As with some of the previous anime shows (Black Butler, Clockwork Planet) I’ve reviewed on this site, Abyss has children as protagonists. Though it has some moderate horror aspects and some mild sexual humor, it is more family-friendly than the others. The heroine, a spunky twelve-year-old girl named Riko, lives in an orphanage in the town of Orth. It’s a circular community surrounding a huge and seemingly bottomless hole in the earth known as the Abyss. The Abyss is a place of mystery and danger. It has its own unique ecosystem with fantastic creatures and contains ancient technological marvels of unknown origin. Riko’s parents were professional Abyss-explorers, known as “white whistles.” Her father died in a tragic accident, and her mother is believed dead as well, though Riko doesn’t accept this. She’s convinced that her mother is alive somewhere down there and that she must go find her.

In this rather dystopian world, orphans are put to work as relic-hunters in the upper levels of the Abyss, which contains many deadly dangers. During one of these trips, Riko discovers the most amazing relic of all, a child-sized robot with great powers and no memory of his past. She disguises him as a newfound orphan and convinces him to accompany her on an expedition to find her mother. The most interesting thing about the Abyss is the mysterious “force field” which fills it with a diffuse light and also has adverse effects on human physiology known as “the Curse of the Abyss.” This curse gets worse the deeper one ventures. Riko, having been born deep in the Abyss, believes she may be immune.

Made in Abyss avoids many of the pitfalls (pun intended) of anime story lines by having nuanced characters.
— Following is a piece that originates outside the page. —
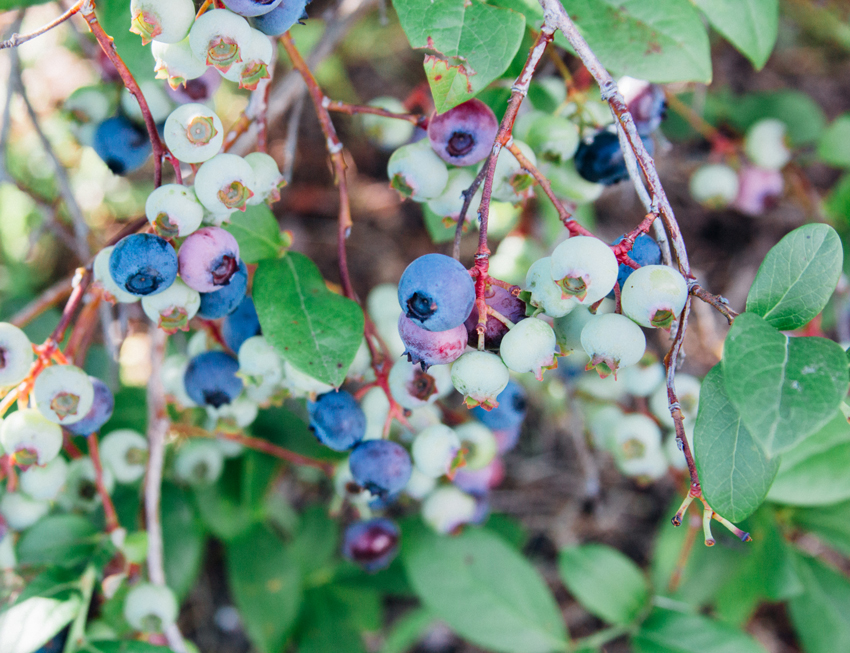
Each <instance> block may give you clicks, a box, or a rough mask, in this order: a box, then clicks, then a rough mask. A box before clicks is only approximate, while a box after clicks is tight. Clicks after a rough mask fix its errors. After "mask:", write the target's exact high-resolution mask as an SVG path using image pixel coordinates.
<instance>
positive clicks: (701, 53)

Riko is full of enthusiasm but she is sometimes discouraged. Reg has great powers but they have a cost, so he must use them only when necessary. As they venture into the Abyss they encounter adult relic-hunters who seem at first to be the children’s allies, but have their own selfish agendas. This keeps the series exciting throughout.

Abyss may seem childish at first glance but in my opinion, it is far and away the best new anime of the past two years. It has it all: adventure, danger, mystery, humor, and tragedy. I heartily recommend it, and I’m eagerly looking forward to the second season scheduled for sometime later in 2018.

Made in Abyss is available for watching on Amazon Prime Video and other streaming sites.